In July in Rhinecliff in Dutchess County, a mob of White Caps was formed to deal with a wife-beater. The Rhinebeck Gazette observed on July 8 that “there comes a startling tale from Rhinecliff that the picturesque little station village has a band of ‘whitecaps’ duly and properly capped and all its own.” Their solution to this public shame was a beating of the man, Thomas McElroy. One week later, the newspaper published a letter that summed up the situation when the author wrote “Rhinecliff is noted for its peaceful and quiet citizens, and there is no danger of any person being molested in any manner if they behave themselves.” As usual, White Caps sought a solution outside of the law in the form of summary punishment as they would near Rochester in the Fall.

The White Caps of Penfield in Monroe County knew that Allen Decker had acted badly when he induced a married woman in late October to leave town with him—in fact, she brought along her two children. They went to Niagara Falls where Decker was arrested - apparently on a warrant from a judge in Penfield—on a charge of petit larceny for stealing the children’s clothes.

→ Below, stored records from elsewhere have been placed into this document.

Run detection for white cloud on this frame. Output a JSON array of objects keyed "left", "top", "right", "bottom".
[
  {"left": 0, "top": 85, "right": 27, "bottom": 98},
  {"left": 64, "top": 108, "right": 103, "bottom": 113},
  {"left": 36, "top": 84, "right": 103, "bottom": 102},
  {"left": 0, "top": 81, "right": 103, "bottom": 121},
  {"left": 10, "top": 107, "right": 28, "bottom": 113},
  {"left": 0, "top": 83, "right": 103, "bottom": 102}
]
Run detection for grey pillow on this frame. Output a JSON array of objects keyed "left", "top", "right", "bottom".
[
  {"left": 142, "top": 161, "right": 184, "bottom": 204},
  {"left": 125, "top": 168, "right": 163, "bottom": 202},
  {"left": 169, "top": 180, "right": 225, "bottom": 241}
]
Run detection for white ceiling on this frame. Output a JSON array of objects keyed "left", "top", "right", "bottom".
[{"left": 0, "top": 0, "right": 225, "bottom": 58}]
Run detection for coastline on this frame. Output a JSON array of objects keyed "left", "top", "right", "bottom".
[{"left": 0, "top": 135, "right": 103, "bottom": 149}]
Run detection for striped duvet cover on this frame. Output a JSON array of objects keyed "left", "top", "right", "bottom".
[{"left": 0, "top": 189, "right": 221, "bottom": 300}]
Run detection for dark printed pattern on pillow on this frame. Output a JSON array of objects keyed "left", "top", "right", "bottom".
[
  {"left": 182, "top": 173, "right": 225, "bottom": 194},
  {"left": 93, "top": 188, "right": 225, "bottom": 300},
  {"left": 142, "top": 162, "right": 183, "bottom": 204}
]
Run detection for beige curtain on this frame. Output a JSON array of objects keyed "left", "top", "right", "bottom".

Upon his return to face the judge he was fined and released. Vigilante justice awaited him on February 28 when the town’s White Caps dragged him out of the house where he hid. According to the Monroe County Mail, Allen suffered two humiliations. First, he received “a liberal coating of warm tar” (other sources indicate that feathers were then applied). Second, he was “conveyed to the village mill pond, where a rope was tied about his body to prevent his escape, and he was then thrown into the water and given a good sousing. Pulling him out of the water he was ordered to leave town and he obeyed the order with alacrity.” Within a matter of days in a small village in Onondaga County, there would be a reason for action by the self-appointed morals marauders.

In East Syracuse, there was one planned, and one unplanned, attack by the locale’s White Caps. Their intention was to thrash a husband for wife beating after he became indignant when she tried to dissuade him from seeing another woman. On November 9, The Syracuse Journal described how they gave Frederick John Smith a beating that “he will not likely soon to forget.” However, circumstances arose that spurred another beating when the “other woman,” Mrs. Clark Teft, became involved. Teft rushed to the scene carrying a club, and a few of the White Caps turned on her which resulted in “severe injury to her nose.” These brave, hooded men forcefully stoppeda woman from interfering with their operation.

In 1906, there was no sequel to “The White Caps,” although groups of them in real life continued their reign of terror in New York for a few more years. In August, for example, they covered a man with green paint and feathers due to his relationship with a married woman in East Syracuse. Other communities where they organized and operated that year include Jordan, Tonawanda, and Milton.